5.6.3. If a breach of the Customer’s obligations under the Licence Agreement is confirmed or suspected on reasonable grounds, or if the Customer files for a petition in bankruptcy or insolvency or assigns a substantial portion of its assets to the benefit of creditors, or the Customer commits or threatens Viskan to make unlawful or offensive actions, Viskan may suspend the Customer’s access or restrict it to read-only, until the matter is resolved.

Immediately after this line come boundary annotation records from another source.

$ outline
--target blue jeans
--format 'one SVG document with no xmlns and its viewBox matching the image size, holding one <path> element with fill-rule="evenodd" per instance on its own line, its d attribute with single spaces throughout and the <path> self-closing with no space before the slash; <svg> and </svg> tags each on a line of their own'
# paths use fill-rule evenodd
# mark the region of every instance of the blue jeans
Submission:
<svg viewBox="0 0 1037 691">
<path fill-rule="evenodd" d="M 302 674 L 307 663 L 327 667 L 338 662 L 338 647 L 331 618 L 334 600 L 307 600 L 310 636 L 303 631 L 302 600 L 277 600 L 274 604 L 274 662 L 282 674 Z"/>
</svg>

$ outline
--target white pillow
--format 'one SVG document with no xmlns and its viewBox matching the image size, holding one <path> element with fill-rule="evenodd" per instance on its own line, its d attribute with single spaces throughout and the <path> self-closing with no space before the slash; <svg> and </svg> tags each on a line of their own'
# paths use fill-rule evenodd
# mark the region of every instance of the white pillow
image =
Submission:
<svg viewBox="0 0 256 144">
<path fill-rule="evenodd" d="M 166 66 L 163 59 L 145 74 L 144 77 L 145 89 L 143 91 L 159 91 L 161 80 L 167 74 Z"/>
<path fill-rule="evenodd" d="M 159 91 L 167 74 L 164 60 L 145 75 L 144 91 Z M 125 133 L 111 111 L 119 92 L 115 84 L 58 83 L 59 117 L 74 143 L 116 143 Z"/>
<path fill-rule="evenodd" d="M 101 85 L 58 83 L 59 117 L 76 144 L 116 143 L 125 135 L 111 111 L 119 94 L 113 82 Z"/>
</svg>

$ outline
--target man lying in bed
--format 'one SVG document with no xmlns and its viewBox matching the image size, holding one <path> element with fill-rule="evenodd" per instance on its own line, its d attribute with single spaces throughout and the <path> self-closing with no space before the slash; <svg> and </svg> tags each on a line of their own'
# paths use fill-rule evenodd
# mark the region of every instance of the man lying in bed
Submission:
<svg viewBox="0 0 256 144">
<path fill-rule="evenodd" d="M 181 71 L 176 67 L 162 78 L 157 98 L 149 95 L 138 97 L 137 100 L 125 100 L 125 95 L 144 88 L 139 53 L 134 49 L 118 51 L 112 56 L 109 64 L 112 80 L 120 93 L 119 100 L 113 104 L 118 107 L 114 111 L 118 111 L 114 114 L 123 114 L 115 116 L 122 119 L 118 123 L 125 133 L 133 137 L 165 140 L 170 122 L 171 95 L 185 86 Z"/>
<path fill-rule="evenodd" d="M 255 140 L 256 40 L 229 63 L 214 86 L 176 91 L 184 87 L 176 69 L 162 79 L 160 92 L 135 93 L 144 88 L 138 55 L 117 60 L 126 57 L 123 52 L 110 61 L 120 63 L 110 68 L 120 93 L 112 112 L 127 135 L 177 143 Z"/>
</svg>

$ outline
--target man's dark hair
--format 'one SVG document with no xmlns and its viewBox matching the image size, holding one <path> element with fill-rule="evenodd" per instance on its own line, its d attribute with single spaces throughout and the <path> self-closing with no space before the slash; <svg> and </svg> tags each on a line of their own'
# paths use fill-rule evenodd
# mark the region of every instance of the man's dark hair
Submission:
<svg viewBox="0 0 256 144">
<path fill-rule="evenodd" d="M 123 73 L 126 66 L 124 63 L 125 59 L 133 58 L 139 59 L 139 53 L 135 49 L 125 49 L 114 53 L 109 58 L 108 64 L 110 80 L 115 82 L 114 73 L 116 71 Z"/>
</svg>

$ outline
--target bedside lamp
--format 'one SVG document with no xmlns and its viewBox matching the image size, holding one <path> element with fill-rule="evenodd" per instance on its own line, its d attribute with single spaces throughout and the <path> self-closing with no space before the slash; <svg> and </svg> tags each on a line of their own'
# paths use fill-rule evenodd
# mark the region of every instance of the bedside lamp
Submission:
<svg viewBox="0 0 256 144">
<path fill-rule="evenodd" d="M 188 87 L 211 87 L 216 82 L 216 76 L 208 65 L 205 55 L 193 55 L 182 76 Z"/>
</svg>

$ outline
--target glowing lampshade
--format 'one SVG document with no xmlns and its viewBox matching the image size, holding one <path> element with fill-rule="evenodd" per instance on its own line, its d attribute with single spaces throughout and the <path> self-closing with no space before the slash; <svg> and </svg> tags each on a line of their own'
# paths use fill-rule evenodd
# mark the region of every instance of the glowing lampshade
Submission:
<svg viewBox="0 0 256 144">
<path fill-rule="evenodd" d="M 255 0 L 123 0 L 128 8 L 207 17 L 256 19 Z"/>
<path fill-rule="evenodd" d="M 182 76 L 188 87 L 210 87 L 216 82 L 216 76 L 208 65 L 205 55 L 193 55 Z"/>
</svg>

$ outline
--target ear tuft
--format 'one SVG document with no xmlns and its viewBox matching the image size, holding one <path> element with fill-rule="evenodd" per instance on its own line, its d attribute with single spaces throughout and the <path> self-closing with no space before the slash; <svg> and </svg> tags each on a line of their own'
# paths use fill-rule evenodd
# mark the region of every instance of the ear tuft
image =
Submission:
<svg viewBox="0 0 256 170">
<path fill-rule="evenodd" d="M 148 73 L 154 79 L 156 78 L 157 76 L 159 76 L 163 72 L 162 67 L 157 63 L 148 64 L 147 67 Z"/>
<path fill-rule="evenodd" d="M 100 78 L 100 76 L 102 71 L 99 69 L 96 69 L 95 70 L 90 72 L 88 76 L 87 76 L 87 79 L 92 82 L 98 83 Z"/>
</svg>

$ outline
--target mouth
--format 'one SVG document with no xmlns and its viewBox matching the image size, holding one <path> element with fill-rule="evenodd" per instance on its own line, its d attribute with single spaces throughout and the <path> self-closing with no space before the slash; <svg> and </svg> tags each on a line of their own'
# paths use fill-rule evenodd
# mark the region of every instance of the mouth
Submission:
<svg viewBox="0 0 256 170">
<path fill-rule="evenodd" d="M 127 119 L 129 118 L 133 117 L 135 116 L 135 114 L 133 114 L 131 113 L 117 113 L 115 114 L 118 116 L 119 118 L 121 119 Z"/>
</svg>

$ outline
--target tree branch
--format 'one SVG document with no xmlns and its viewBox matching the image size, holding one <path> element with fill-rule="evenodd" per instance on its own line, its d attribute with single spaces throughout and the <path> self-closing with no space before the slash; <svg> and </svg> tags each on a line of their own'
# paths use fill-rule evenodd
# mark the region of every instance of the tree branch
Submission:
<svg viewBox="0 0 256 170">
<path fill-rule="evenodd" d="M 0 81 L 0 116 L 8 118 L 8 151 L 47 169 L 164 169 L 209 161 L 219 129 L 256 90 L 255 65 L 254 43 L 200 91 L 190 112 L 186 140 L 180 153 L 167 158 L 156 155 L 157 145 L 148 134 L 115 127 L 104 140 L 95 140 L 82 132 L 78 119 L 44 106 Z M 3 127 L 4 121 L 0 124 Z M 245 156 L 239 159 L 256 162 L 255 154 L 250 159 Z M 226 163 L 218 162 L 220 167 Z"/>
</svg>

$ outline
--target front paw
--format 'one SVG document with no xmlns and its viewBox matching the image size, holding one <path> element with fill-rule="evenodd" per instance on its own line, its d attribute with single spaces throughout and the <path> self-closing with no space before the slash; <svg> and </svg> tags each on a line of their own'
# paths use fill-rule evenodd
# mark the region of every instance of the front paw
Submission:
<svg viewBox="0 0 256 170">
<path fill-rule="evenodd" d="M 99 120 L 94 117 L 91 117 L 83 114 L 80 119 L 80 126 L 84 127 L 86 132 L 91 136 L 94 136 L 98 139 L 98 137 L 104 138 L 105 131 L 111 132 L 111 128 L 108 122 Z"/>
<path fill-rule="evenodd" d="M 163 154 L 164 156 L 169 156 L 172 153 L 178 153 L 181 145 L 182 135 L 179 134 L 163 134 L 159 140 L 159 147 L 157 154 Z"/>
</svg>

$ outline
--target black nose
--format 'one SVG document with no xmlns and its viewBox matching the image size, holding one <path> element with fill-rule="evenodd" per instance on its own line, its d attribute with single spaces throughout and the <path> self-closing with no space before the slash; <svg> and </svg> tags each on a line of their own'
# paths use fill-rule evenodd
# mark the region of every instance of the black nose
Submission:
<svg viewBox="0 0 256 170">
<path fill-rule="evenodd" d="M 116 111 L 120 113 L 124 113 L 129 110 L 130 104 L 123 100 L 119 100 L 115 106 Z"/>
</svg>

Viskan gives prior notification and the Customer reasonable time to respond before restricting access, and reserves the right to terminate the Limited Licence(s) granted herein and the Licence Agreement if the Customer fails to remedy or correct its actions.

Viskan may at its discretion terminate the Limited Licence(s) granted herein with immediate effect if the Customer is in material breach of the Licence Agreement.

5.6.4. Upon termination, or when the Customer instructs Viskan in writing to cease the relevant Processing of Personal Data on behalf of the Customer, Viskan will delete the Personal Data from its systems within reasonable time, unless mandatory provisions of law or court orders require otherwise. In the event Viskan is legally required to not delete the Personal Data, Viskan will continue to maintain the security of the Personal Data as set out in the TOS. The timeframe within which the Personal Data will be deleted varies from Software to Software. After deleting the Personal Data, Viskan has no further obligations towards the Customer in regards to Personal Data processed on behalf of the Customer.

5.6.5. The Customer may request the return of Personal Data within 30 days following termination, or the data may be irrecoverably deleted. Return of Personal Data will be in a format, time and method of delivery determined by Viskan, and may vary from Software to Software. Viskan reserves the right to charge its, at the time, standard rates for such returns.

5.6.6. Immediately upon the termination of the Licence Agreement, for whatever reason, the Limited Licence(s) granted to the Customer are revoked automatically, and the Customer undertakes to cease using the Software.

5.7. Governing law and dispute resolution

5.7.1. The Customer is contracting with the Viskan Company from which the right of use for Software was ordered, as evident from the Order Confirmation and invoice.

5.7.2. The Licence Agreement is governed by and must be construed in accordance with the laws of the country in which Viskan has its head office, excluding any conflict of law provisions. A dispute in connection with, or arising out of, the Licence Agreement, or the use of the Software, shall be attempted to be resolved through amicable negotiations, and the Customer agrees to take part in such, including on e-mail and verbal meetings/phone calls on Viskan's request. If amicable negotiations do not result in a mutually acceptable solution, the Parties agree to refer the dispute to the ordinary courts of the country, and region, in which Viskan has its head office as the exclusive venue. Viskan is entitled to decide that the proceedings shall be held in English, to the extent possible.

5.7.3. The Parties agree not to bring claims arising out of the Licence Agreement when more than one year has passed after its termination.

5.7.4. In cases of doubt over interpretation between the TOS in English and any other language, English shall take precedence.